Stoler recounted ongoing limitations to cervical cytology. “One of the most significant is the relatively low sensitivity of the Pap test for the detection of high-grade cervical cancer precursors,” he said. “Another limitation of cervical cytology is it really only identifies what the patient has today. We are scraping the cervix, looking at cells, and if the cells are abnormal, they have to be coming from a lesion that is identifiable and treatable. But that doesn’t predict what is going to happen to the patient in the future.”
In contrast, he referred to recently published data from the ongoing ATHENA trial, “where we see the stratification of HPV risk through genotyping. You can see different HPV types-particularly HPV16 and 18-which can not only tell the risk of a patient with CIN3+ who needs treatment today to prevent cancer today, but also their ongoing risk over time given a one-time HPV positive result.”
Stoler said that review data presented to the FDA reveals that ATHENA compared three different screening strategies (cytology with HPFV triage was the reference point and was compared to primary HPV with HPV 16/18 and Reflex to Pap.) “The data show there is a statistically relevant difference between the performance of HPV testing and cytology co-testing-the primary HPV testing strategy was superior.” He said HPV diagnostics can interact with cytology to really improve the efficiency of cervical cancer screening, both by reassuring those who are not at risk and focusing on those who are at risk.
“For me, it’s really about data that has been presented in the literature now over the last 10 years, all pointing to the same result: The safety and efficacy of hrHPV primary testing is higher than cytology and equivalent to or better than co-testing, with the added benefit of algorithmic simplicity,” he said.
A Time for Change
Shulman was ardent in his agreement: “The one absolute truth is that we have never had this kind of literature before to support a clinical change in practice-ever.”
He also took some issue with the terminology used in the 2015 ASCCP & SGO interim clinical guidance, which said, “Because of equivalent or superior effectiveness, primary high-risk HPV screening can be considered as an alternative to current U.S. cytology-based cervical cancer screening.”
“hrHPV testing should not be considered an ‘alternative,’ because many in the healthcare community now advocate that ‘alternative’ as the preferred method of screening,” he said. “These same results, in multiple studies over a long time-in different communities, in different risk women-have been consistent again and again.
Shulman said that barriers to large-scale adoption of primary hrHPV screening can be found among clinicians. “There’s a tendency to just keep doing what we’re doing.

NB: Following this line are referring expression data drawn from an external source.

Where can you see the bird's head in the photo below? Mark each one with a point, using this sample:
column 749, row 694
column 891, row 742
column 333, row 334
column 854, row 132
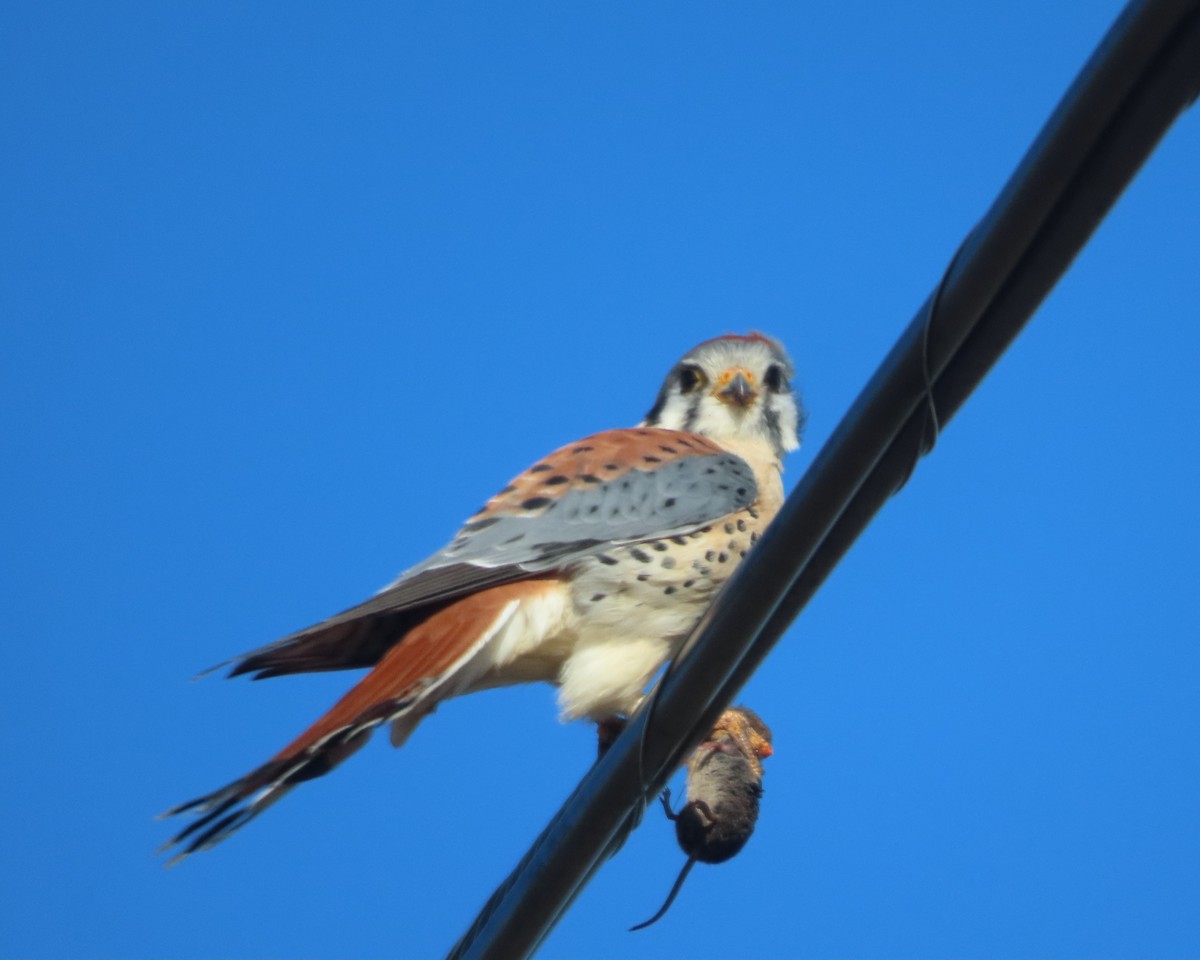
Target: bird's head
column 732, row 388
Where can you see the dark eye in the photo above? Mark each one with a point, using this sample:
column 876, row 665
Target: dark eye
column 690, row 378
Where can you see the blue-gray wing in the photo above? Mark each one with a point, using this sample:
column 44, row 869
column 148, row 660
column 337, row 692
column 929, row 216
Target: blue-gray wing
column 622, row 486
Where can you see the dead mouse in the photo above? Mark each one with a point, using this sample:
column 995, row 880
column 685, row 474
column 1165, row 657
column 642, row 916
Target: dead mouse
column 724, row 787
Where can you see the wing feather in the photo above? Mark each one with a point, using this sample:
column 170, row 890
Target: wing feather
column 621, row 486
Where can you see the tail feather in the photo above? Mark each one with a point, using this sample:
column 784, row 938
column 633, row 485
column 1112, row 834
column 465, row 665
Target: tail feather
column 225, row 811
column 405, row 685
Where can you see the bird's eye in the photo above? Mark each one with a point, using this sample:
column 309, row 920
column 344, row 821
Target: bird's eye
column 774, row 379
column 690, row 378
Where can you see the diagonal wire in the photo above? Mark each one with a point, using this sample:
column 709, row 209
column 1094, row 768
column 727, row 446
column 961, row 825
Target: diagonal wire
column 1143, row 76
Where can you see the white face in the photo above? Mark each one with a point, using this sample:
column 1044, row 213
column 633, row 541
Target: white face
column 732, row 387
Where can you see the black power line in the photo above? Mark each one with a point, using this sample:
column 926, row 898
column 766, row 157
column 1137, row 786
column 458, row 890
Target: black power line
column 1143, row 76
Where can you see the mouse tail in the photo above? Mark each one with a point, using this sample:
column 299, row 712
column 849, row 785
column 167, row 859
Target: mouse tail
column 671, row 897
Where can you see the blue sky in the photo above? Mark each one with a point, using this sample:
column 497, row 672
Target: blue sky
column 288, row 289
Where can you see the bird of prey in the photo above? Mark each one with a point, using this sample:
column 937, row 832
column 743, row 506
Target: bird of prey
column 587, row 570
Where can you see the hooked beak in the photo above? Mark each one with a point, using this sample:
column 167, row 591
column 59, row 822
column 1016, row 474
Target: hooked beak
column 736, row 388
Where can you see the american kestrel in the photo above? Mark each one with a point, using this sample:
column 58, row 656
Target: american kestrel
column 588, row 571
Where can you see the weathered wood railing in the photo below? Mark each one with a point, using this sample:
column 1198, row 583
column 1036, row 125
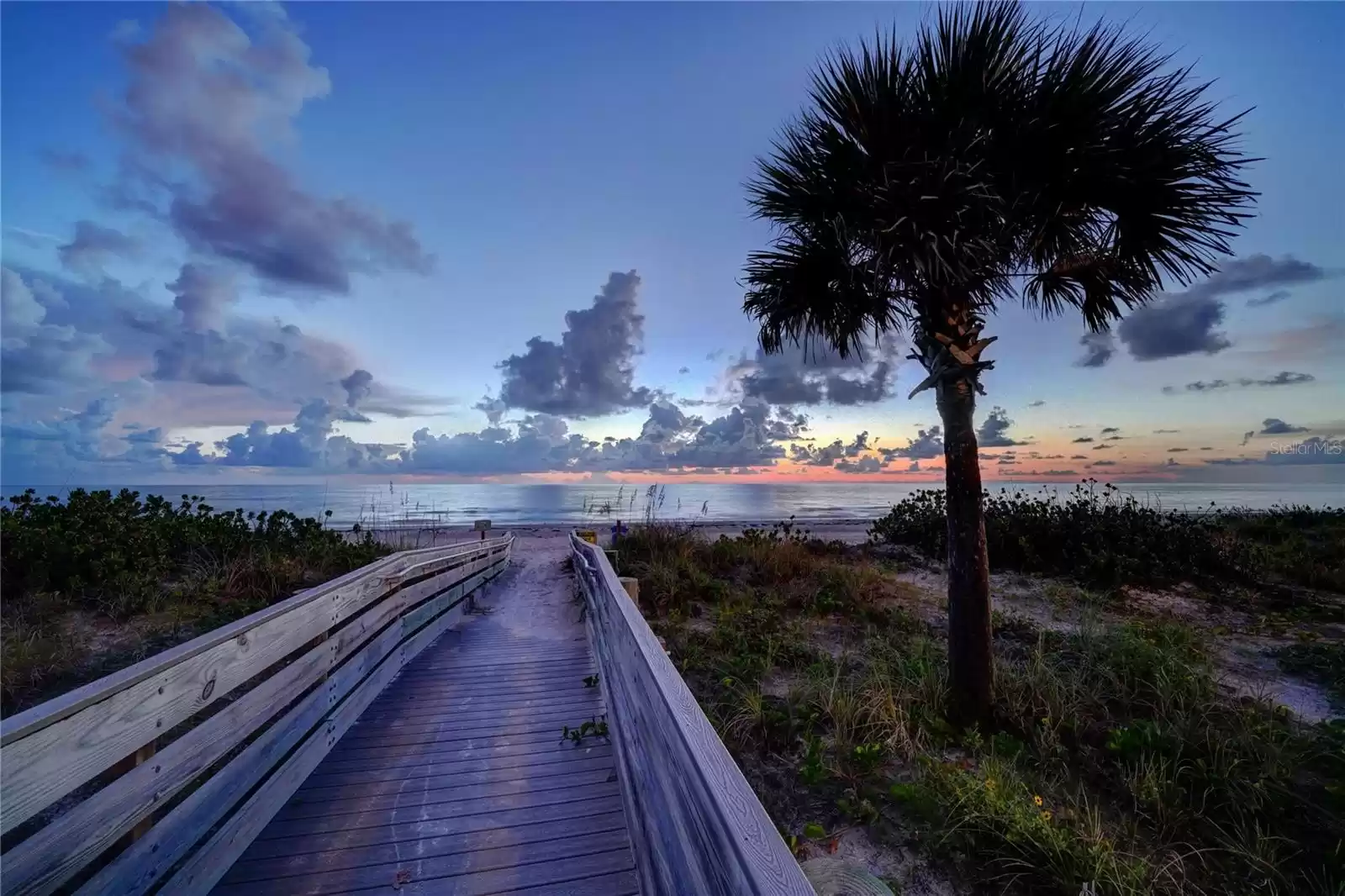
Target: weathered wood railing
column 167, row 770
column 696, row 825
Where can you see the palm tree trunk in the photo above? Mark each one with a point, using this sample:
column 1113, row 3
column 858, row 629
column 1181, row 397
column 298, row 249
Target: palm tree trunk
column 970, row 658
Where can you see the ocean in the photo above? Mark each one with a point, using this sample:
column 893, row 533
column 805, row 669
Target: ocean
column 393, row 505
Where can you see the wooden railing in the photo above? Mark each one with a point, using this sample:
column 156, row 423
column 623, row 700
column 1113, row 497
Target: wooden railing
column 696, row 825
column 166, row 771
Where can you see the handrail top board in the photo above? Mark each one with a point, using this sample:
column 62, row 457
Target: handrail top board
column 728, row 793
column 53, row 710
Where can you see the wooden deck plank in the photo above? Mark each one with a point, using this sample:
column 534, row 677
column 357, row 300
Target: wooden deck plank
column 573, row 844
column 448, row 790
column 479, row 762
column 462, row 837
column 427, row 811
column 494, row 772
column 484, row 884
column 456, row 777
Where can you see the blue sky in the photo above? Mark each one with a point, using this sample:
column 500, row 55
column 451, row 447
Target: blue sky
column 504, row 161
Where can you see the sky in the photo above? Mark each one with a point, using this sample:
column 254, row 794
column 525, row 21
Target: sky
column 504, row 241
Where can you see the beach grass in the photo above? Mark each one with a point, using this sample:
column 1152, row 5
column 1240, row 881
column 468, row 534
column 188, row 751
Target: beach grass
column 101, row 580
column 1122, row 757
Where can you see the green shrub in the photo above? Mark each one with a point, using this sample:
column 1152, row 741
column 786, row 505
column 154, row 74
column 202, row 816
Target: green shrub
column 120, row 559
column 1106, row 539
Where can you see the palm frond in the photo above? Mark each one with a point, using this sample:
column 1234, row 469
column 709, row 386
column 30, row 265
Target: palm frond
column 992, row 158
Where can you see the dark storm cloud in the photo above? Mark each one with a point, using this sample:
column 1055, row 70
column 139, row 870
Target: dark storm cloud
column 813, row 376
column 1257, row 272
column 836, row 454
column 1277, row 427
column 1098, row 349
column 206, row 98
column 1279, row 295
column 1176, row 326
column 926, row 445
column 38, row 356
column 358, row 385
column 202, row 293
column 752, row 435
column 591, row 372
column 1187, row 323
column 93, row 245
column 994, row 430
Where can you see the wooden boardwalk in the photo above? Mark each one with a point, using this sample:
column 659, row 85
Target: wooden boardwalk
column 455, row 779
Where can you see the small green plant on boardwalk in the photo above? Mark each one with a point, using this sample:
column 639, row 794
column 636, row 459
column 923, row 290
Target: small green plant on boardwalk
column 591, row 728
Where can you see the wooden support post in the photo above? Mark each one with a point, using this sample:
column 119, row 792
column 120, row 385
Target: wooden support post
column 145, row 755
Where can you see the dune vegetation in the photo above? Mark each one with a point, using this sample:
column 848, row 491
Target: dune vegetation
column 1138, row 743
column 98, row 582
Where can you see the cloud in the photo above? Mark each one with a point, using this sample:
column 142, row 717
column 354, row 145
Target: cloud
column 37, row 356
column 1277, row 427
column 202, row 293
column 861, row 466
column 358, row 385
column 1282, row 378
column 46, row 450
column 994, row 430
column 1257, row 272
column 817, row 374
column 1098, row 349
column 1185, row 323
column 926, row 445
column 837, row 455
column 1311, row 451
column 748, row 436
column 93, row 245
column 65, row 161
column 591, row 372
column 206, row 100
column 1279, row 295
column 1181, row 324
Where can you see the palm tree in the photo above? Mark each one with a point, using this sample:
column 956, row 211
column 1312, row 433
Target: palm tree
column 994, row 159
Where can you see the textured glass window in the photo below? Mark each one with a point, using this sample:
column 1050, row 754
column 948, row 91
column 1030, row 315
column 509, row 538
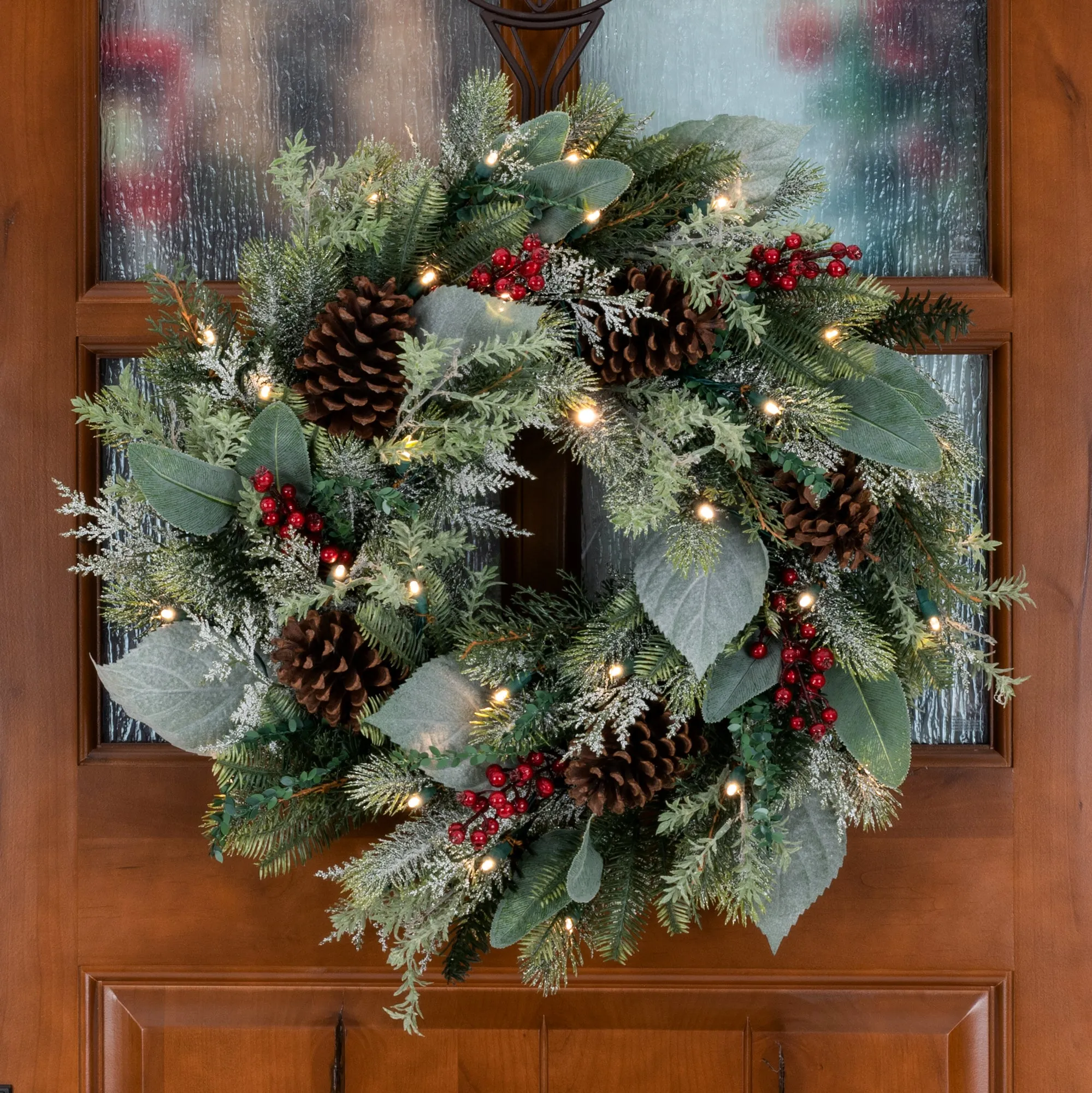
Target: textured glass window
column 957, row 716
column 199, row 96
column 895, row 92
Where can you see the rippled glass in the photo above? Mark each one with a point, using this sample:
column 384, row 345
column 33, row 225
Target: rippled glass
column 895, row 92
column 199, row 96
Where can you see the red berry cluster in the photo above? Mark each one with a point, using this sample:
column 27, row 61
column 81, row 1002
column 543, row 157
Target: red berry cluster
column 280, row 511
column 803, row 664
column 512, row 276
column 513, row 794
column 783, row 267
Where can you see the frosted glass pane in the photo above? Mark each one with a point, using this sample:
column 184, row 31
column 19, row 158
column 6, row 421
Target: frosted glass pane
column 895, row 92
column 115, row 642
column 957, row 716
column 198, row 97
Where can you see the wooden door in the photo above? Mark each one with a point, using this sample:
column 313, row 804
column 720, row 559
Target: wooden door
column 952, row 954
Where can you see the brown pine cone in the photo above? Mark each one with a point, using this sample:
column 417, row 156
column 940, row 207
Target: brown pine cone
column 628, row 778
column 330, row 666
column 842, row 522
column 353, row 379
column 652, row 347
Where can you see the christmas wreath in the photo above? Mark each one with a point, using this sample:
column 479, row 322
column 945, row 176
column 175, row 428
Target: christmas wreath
column 311, row 483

And many pathologists fear that their practices will be decreased-that there will be fewer samples coming into their practice as a result of adoption,” he said regretfully.
Stoler took up the charge, noting, “There are still states where it is law that women are entitled to annual pap smears. We don’t need those. Conflicts of interest exist under the current payment systems. But there is no denying that we have the best data around what is best for patients regardless of cost-like nowhere else in medicine. Cost remains the number one barrier. Insurers need to get on board with better testing and getting their own payback through the greater length of intervals between tests. We have to reeducate physicians and primary care providers on how to best screen for cervical cancer.”
Only then can molecular diagnostics for cervical cancer be the game-changer it is.